Queen Victoria’s Jubilee Signpost

Tim Havenith, from Calne Heritage Centre, sent me the wonderful photo above asking if I knew what happened to the jubilee signpost featured. Not only do I not know but I also wasn’t aware that we used to have a jubilee signpost!  The plaque on the signpost reads “Erected by public subscription in Calstone and Blackland Jubilee of Queen Victoria 1887”.  Does anyone have any information about the signpost, how long it was in place and what happened to it?  It looks very substantial and made of metal so it should have been there for a long time.  I love the image of the old bus coming up Spray’s Hill.  

The photo was taken by Jim Dunsford, probably in the 1950’s.  Calne Heritage Centre were bequeathed his collection of local photos when he died.

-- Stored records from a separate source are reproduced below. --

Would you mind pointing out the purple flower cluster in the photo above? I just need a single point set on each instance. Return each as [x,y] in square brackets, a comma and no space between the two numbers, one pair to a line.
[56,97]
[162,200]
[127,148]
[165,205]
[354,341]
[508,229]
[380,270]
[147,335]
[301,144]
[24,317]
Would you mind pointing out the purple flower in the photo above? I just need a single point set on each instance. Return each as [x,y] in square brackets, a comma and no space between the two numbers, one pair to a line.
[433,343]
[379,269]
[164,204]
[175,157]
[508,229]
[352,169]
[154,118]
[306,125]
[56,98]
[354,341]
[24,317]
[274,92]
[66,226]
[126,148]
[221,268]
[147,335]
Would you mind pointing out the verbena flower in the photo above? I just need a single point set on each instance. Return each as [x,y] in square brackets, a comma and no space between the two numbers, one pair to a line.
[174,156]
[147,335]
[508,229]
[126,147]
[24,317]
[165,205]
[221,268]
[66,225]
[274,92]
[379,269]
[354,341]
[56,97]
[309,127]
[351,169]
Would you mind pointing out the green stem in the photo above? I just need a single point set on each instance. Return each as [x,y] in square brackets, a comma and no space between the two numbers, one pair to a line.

Jim Dunsford features in one of the “memories” on Calstone’s website (calstone.org). From doing a bit of research, and comparing photos of similar buses, it looks like the one in the photo is a Bedford OB bus made from 1939 to 1951

Margaret Embling recalled “On Coronation Day in June 1953 Jim Dunsford, the electrician from Quemerford, installed a television set in the Reading Room and the whole village went there to watch.  Only posh people had television sets in those days.” 

Following the photo being published in The Villages magazine I received some more information. Firstly from Judith Stempfer –

“About the Jubilee Signpost at  Calstone, I moved to Green Lane in 1940 and have always known it to be there as I walked from Green Lane to Calstone School every day, and didn’t realise it was that old.  We got married at Calstone Church in 1959 and had our reception in the Reading Room and I have a photo of my parents and in laws standing behind the sign. The bus coming up Sprays Hill is Harry Keen’s from Heddington, who ran a regular route from Calne around the villages when I lived there, used to be full of RAF from Compton Bassett in the 1950/s. He noticed a big difference when the camps closed down.”

Rob Hislop also remembered that the bus was Harry Keen’s.